Axes, Beer, Hiking, and Joyful Exhaustion

My husband had to wake me up this morning. Let me mention that I usually wake up a good thirty minutes before my actual alarm. So I am normally awake around 5am. But this morning, he came in at 5:29am and asked if I was going to work today. I was startled to say the least, one because he ran into the corner of the bed which kind of shook me awake, and two, because for me, I had effectively over slept.

The over sleeping part has been bothering me all day. I don’t over sleep and I certainly don’t sleep so soundly that I don’t hear my husband when he gets up in the morning. But I guess I was tired, really tired.

We have just come off of a weekend that jam packed with adventure and shenanigans. We began Friday evening with dinner at home, but soon decided to head to a local brewery, Dungeon Hollow, for a beer. Well, one beer turned into two which turned into a tour of brewery, which is in old home that was built in 1806. That turned into a sharing of ghost stories and other adventures. While we were not out all that late, anything after 8pm is late for me.
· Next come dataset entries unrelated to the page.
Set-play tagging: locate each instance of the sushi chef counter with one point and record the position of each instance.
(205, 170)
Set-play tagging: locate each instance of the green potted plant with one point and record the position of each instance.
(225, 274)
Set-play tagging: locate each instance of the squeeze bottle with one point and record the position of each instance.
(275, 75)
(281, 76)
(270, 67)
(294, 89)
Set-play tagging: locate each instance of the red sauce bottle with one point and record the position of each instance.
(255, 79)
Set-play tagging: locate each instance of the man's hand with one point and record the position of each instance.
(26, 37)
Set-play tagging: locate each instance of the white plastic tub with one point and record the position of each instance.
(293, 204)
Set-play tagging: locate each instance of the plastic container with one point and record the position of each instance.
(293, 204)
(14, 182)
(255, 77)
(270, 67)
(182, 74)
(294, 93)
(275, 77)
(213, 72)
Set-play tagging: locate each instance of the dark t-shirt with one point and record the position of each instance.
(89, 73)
We returned home around 9pm and I fell asleep in front of the fire with my dog, Ruby, by my side. At some point, I finally got up and went to bed, leaving my husband abandoned in his recliner. He had also fallen asleep. Cue Saturday morning.

We were up fairly early to have breakfast with our 18-year-old son. His treat, he wanted to take us out. So we headed out for breakfast around 8am. That meant I missed morning mass, but I figured God understood and probably even approved of this time together with family.
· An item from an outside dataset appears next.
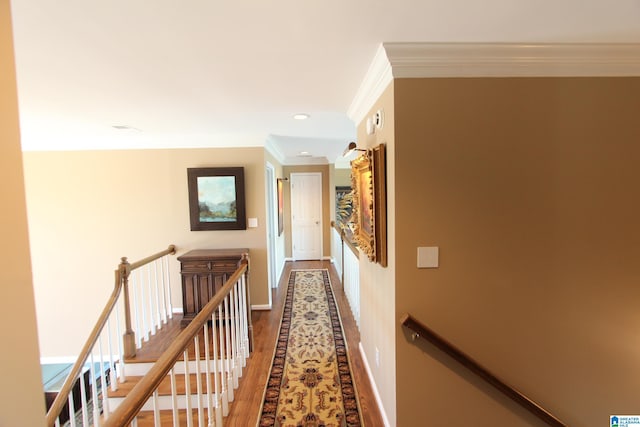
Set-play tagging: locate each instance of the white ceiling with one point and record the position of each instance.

It was delightful morning. We talked and laughed and really got to spend some meaningful time together. When we parted ways, our son headed to work (he works at a local hardware store) and we headed to Pittsburgh. We went with friends for a day of ax throwing and beer sampling (In that order). It was fantastic day, and I am grateful for the time that we got share with family and friends.

But once again, I was exhausted. We talked about going out that night; there was a band playing at Dungeon Hollow on Saturday evening, but it was raining and I was kind of done with beer for the day. I know that might sound profane to some you who know me well. But it was the truth. So we opted to stay in, order pizza and chill out for the night. Besides, we had another big day planned for Sunday.
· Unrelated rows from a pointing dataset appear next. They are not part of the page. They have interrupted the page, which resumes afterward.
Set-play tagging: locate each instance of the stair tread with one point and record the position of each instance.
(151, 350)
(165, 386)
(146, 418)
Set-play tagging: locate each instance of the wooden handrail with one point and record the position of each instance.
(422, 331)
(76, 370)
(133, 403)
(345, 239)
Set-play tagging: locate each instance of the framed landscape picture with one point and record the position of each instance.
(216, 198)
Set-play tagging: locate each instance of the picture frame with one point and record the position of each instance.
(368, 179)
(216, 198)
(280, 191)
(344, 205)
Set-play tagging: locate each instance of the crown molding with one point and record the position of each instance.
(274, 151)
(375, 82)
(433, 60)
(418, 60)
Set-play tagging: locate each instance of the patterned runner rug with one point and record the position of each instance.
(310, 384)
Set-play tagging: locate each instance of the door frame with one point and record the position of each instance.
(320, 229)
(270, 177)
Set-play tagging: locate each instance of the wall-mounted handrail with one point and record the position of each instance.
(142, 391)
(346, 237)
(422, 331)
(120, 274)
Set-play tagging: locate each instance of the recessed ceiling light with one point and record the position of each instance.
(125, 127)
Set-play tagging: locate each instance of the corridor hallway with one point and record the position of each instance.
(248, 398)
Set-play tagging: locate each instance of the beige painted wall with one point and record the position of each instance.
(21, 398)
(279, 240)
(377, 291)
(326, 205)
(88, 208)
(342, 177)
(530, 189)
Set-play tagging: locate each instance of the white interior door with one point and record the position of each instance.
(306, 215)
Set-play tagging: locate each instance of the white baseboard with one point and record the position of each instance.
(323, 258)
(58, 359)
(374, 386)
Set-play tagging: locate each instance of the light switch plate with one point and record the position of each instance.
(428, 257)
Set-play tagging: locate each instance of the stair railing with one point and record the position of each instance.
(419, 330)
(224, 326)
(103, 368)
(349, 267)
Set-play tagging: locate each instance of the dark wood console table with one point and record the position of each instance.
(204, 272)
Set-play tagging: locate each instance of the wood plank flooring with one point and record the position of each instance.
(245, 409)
We got up early Sunday morning and headed to mass at Holy Rosary. They have an 8:30am mass and we wanted to get an early start. We were headed to Coopers Rock to go leaf peepin’. The day began grey and rainy, and we weren’t entirely sure if the weather would cooperate with our plans to view the leaves and do a little hiking. Our original plans were to take the dogs with us, but the downpours the night before left the ground very wet and muddy. So the girls stayed home, much to their chagrin.

By the time we arrived, the sun had burst through the clouds and it was shaping up to be a gorgeous fall day. It was just about as perfect as you can get. We spent some time on the overlook then hiked a couple of different trails before heading back to the car.

What do we do after hiking, drink beer, of course! We headed to Mountain State Brewing for some beer and pizza (try the Yardsale) before heading back home.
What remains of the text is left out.